Open turian opened 1 year ago
Hi @turian, thanks for the feature request! TorchAudio generally aims to add models that have demonstrated more sustained success, which often means not adding new SoTA models when they initially come out. This is also dependent on user interest though, so we're curious what you're interested in using HTDemucs in torchaudio for?
And since we already have the HDemucs architecture, adding HTDemucs may not be too difficult, so we'll definitely keep this in mind and track it in the upcoming months and see if the team (or an external user) has the bandwidth to add it!
+1 for adding HTDemucs!
@carolineechen is compared SOTA for a while, besides RoFormer which is the new hotness. And RoFormer is only slightly better, takes much longer to train, and subjectively isn't as good for music producer listeners because its spectrograms are too clean.
@carolineechen Another benefit of HTDemucs versus HDemucs is that it a much more flexible model to work with.
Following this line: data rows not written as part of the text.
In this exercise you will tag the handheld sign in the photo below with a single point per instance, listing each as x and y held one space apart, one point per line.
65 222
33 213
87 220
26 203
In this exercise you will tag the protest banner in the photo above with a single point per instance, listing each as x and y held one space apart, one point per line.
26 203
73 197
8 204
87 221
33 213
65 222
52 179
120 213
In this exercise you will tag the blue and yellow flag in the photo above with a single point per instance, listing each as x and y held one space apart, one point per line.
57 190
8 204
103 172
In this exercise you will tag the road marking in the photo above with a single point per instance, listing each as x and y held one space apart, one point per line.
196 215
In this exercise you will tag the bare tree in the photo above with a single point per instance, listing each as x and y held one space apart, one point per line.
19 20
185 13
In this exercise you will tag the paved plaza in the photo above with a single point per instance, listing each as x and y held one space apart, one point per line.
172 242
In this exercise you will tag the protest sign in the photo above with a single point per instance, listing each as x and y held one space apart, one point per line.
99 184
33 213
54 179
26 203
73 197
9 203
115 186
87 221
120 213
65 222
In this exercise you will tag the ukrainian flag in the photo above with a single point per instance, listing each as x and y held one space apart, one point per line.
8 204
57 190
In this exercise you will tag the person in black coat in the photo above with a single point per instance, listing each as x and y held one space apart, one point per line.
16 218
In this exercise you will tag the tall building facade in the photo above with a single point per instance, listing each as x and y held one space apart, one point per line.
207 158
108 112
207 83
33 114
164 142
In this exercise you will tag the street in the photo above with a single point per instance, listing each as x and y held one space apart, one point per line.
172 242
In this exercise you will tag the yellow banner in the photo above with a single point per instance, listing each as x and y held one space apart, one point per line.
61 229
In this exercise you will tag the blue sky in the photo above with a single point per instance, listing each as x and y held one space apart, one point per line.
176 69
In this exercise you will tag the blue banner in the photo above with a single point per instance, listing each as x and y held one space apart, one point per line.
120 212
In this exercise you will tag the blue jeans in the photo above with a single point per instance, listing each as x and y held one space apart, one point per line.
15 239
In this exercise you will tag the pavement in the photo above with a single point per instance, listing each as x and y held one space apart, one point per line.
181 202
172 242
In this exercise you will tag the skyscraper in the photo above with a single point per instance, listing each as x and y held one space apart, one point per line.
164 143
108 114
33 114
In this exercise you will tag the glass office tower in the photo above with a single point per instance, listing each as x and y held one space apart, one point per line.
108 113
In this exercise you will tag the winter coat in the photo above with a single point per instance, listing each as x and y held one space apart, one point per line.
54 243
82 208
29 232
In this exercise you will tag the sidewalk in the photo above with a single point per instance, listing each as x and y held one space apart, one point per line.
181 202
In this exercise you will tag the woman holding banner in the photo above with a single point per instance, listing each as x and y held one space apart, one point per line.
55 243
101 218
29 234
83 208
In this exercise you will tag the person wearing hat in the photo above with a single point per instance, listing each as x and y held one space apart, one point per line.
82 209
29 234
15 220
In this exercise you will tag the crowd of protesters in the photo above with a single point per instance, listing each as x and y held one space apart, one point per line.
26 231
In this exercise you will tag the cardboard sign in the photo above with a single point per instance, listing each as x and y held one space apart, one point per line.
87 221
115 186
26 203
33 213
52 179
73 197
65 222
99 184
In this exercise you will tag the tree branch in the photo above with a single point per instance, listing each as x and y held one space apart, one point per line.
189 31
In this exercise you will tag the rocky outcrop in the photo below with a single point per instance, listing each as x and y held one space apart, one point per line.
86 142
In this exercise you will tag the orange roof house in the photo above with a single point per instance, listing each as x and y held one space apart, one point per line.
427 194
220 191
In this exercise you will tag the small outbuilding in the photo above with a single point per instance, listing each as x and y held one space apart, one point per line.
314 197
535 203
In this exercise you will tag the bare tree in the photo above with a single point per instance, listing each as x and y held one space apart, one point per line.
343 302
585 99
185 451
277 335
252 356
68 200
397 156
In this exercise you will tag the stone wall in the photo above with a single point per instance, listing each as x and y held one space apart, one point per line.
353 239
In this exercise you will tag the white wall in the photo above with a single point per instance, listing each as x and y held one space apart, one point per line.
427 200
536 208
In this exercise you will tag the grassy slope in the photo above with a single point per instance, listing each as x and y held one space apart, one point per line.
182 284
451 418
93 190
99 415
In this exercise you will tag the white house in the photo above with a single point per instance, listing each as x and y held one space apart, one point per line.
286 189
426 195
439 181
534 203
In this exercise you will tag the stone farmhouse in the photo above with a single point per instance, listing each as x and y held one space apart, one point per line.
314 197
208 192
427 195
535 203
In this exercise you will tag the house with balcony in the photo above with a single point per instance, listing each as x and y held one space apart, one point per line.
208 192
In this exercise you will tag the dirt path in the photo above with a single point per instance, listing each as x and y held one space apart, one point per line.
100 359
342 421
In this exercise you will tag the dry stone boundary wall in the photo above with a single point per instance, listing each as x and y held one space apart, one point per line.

Section 3 of Rouard et al 2022:
"Unlike the original Hybrid Demucs which required careful tuning of the model parameters (STFT window and hop length, stride, paddding [sic], etc.) to align the time and spectral representation, the cross-domain Transformer Encoder can work with heterogeneous data shape, making it a more flexible architecture."
🚀 The feature
HTDemucs (Hybrid Transformer Demucs) model
Motivation, pitch
torchaudio currently supports HDemucs (Hybrid Demucs). Facebook has just released the code for HTDemucs (Hybrid Transformer Demucs) which is state of the art and far superior the HDemucs.
Alternatives
Use the facebook htdemucs code instead of torchaudio.
Additional context
htdemucs is now the default in FB's demucs repo and pypi package.